Hastings College of the Law also known as ‘Hastings’ who are the respondents in this case, recognizes student groups within its schools through its “Registered Student Organization” (RSO) program. This status which is school-approved comes with several benefits including use of the school’s facilities, funds and the Hastings logo amongst others. However, in exchange, the RSO’s are required to abide by some rules, amongst them, the schools Nondiscriminatory policy which like the state law, bans all forms of discrimination including those based on religion and those based on sexual orientation. Thus, the RSO’S must allow all students who come to Hasting to join or participate in any school activity of their choice despite their status and beliefs.
During the Academic year of 2004-2005, the Christian Legal Society (CLS), the petitioner in this case, was formed by an already existing Christian RSO. Its by-laws required that every member must attest to a “Statement of Faith” hence behave in accordance with the prescribed principles which included rules like not engaging in sexual activities before marriage and exclusion from the society of anyone found to be engaging in “homosexual conduct”. Hastings rejected CLS’s request to attain an RSO status because its by-laws did not conform to its openness policy. The CLS then brought this suit arguing that Hastings had infringed on its First and Fourteenth Amendment rights and freedom of association.
ISSUE: Whether an institution which was public, whose conditioned access to a student-organization forum violated the Constitution by complying with an all-comers policy.
It was held that the argument relied on by CLS was not conclusive in itself because it contradicted the joint statement of facts that was presented by both parties at the summary judgment. The CLS argued that the policy’s terms targets only groups organized around religious groups or groups that do not permit certain sexual acts while leaving other groups to be open to any student who shares its ideologies. This contradicted their joint statement of facts. The court also recognized that the parties were bound by their stipulations and could therefore not contradict them afterwards.

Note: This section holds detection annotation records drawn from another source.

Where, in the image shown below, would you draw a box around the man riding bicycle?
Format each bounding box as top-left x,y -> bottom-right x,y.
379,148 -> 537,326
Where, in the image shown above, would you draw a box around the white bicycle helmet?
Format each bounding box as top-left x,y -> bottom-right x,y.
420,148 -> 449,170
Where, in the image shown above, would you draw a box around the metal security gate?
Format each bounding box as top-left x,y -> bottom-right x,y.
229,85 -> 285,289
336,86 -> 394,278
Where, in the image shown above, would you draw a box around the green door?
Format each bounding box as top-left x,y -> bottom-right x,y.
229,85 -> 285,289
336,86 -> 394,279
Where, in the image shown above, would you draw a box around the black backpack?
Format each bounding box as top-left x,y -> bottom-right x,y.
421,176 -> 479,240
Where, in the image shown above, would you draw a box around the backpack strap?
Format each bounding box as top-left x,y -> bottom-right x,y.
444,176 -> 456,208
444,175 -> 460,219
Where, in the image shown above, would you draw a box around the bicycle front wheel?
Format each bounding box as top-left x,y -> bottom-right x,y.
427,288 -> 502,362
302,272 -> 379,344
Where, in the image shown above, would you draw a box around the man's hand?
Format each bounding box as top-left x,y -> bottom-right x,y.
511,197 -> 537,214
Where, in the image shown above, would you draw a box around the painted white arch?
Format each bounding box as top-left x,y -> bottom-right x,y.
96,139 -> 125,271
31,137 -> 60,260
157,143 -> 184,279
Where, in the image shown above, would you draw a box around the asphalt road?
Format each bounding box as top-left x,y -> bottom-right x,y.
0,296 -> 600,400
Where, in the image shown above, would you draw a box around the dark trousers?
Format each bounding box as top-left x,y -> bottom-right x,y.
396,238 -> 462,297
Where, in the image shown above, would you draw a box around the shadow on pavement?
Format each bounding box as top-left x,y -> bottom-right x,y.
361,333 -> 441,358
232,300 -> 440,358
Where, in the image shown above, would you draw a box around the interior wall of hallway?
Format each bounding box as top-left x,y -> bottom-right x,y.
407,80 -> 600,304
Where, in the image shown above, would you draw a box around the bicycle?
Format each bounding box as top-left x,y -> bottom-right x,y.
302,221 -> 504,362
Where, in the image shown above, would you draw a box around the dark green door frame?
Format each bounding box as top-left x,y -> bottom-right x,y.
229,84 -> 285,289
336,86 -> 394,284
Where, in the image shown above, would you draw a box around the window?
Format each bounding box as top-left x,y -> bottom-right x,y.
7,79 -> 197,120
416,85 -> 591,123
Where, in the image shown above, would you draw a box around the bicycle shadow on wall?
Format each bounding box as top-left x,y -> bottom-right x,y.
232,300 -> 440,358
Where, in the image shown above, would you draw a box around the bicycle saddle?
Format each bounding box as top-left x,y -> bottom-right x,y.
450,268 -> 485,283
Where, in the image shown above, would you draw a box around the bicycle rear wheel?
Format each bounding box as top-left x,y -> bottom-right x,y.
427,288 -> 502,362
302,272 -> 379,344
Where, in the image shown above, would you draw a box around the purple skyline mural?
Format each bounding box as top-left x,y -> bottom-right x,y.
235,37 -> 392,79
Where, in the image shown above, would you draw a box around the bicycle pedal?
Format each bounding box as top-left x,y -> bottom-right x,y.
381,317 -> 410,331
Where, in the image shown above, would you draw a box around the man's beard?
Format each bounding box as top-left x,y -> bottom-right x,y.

Thus, the court rejected CLS’s application because they were trying to escape the stipulation and shift the blame on Hastings. This was also the holding in Board of Regents of the University of Wisconsin v Southworth 529 U.S.217.
The court also held that the Hastings policy was reasonable and did not violate CLS’s First amendment rights. This was because the policy ensured that the opportunities afforded by the RSO’s were available to all students. The RSO’s are funded by money drawn from mandatory student- activities fees. This ensured that no student could be rejected from any RSO that they wished to join since they had all paid for its activities. It was held in Cornelius v. NAACP Legal Defense & Ed. Fund Inc, 473 U.S. 808, that, “A State’s restriction on access to a limited public forum moreover, need not be the most reasonable or the only reasonable limitation.” Thus CLS’s argument that the all-comers policy was unreasonable was wrong taking into account the RSO forum’s function and all surrounding circumstances.
The courts were right in their judgment because the policy does not draw any distinction between groups based on their message or perspective; it requires that all student groups accept allcomers which is a neutral viewpoint.
Cases Cited
Board of Regents of Univ. of Wis. System v. Southworth, 529 U.S. 217.
Cornelius v. NAACP Legal Defense & Ed. Fund Inc, 473 U.S. 808.
ACRONYMS
CLS – Christian Legal Society.
RSO – Registered Student Organization.